🤖 AI Summary
This work addresses the challenge of localizing objects described via free-form natural language in embodied navigation. Methodologically, it introduces a novel paradigm that directly fine-tunes pre-trained vision-language models (VLMs) as end-to-end navigation policies—bypassing conventional zero-shot transfer or explicit map construction. The approach employs multi-task mixed-supervised fine-tuning across ObjectNav, OVON, ImageNav, and spatial reasoning tasks, using raw visual trajectories and natural language goals as inputs to enhance generalization to unseen object categories. Its core contribution is the first direct adaptation of VLMs as embodied navigation policies without auxiliary modules or additional annotations.
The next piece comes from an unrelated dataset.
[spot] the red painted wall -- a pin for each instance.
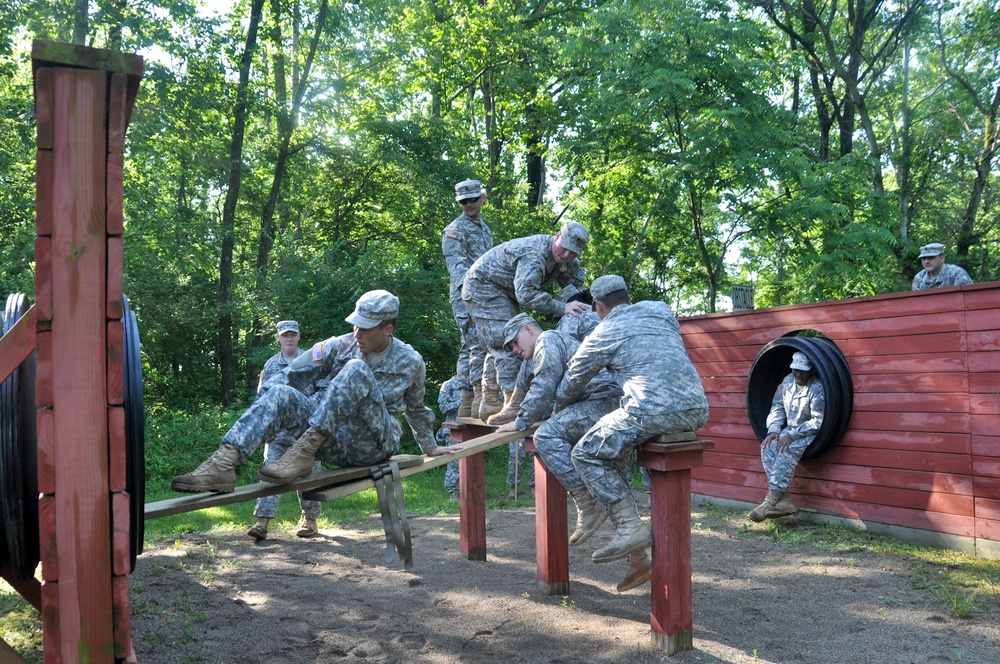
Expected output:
(922, 449)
Evaluated on HM3D ObjectNav and HM3D-OVON benchmarks, the method achieves state-of-the-art performance among open-vocabulary approaches, significantly improving success rate and SPL. These results demonstrate the effective transfer of large-scale vision-language knowledge to embodied decision-making.
📝 Abstract
Enabling robotic assistants to navigate complex environments and locate objects described in free-form language is a critical capability for real-world deployment. While foundation models, particularly Vision-Language Models (VLMs), offer powerful semantic understanding, effectively adapting their web-scale knowledge for embodied decision-making remains a key challenge. We present FiLM-Nav (Fine-tuned Language Model for Navigation), an approach that directly fine-tunes pre-trained VLM as the navigation policy. In contrast to methods that use foundation models primarily in a zero-shot manner or for map annotation, FiLM-Nav learns to select the next best exploration frontier by conditioning directly on raw visual trajectory history and the navigation goal. Leveraging targeted simulated embodied experience allows the VLM to ground its powerful pre-trained representations in the specific dynamics and visual patterns relevant to goal-driven navigation. Critically, fine-tuning on a diverse data mixture combining ObjectNav, OVON, ImageNav, and an auxiliary spatial reasoning task proves essential for achieving robustness and broad generalization. FiLM-Nav sets a new state-of-the-art in both SPL and success rate on HM3D ObjectNav among open-vocabulary methods, and sets a state-of-the-art SPL on the challenging HM3D-OVON benchmark, demonstrating strong generalization to unseen object categories. Our work validates that directly fine-tuning VLMs on diverse simulated embodied data is a highly effective pathway towards generalizable and efficient semantic navigation capabilities.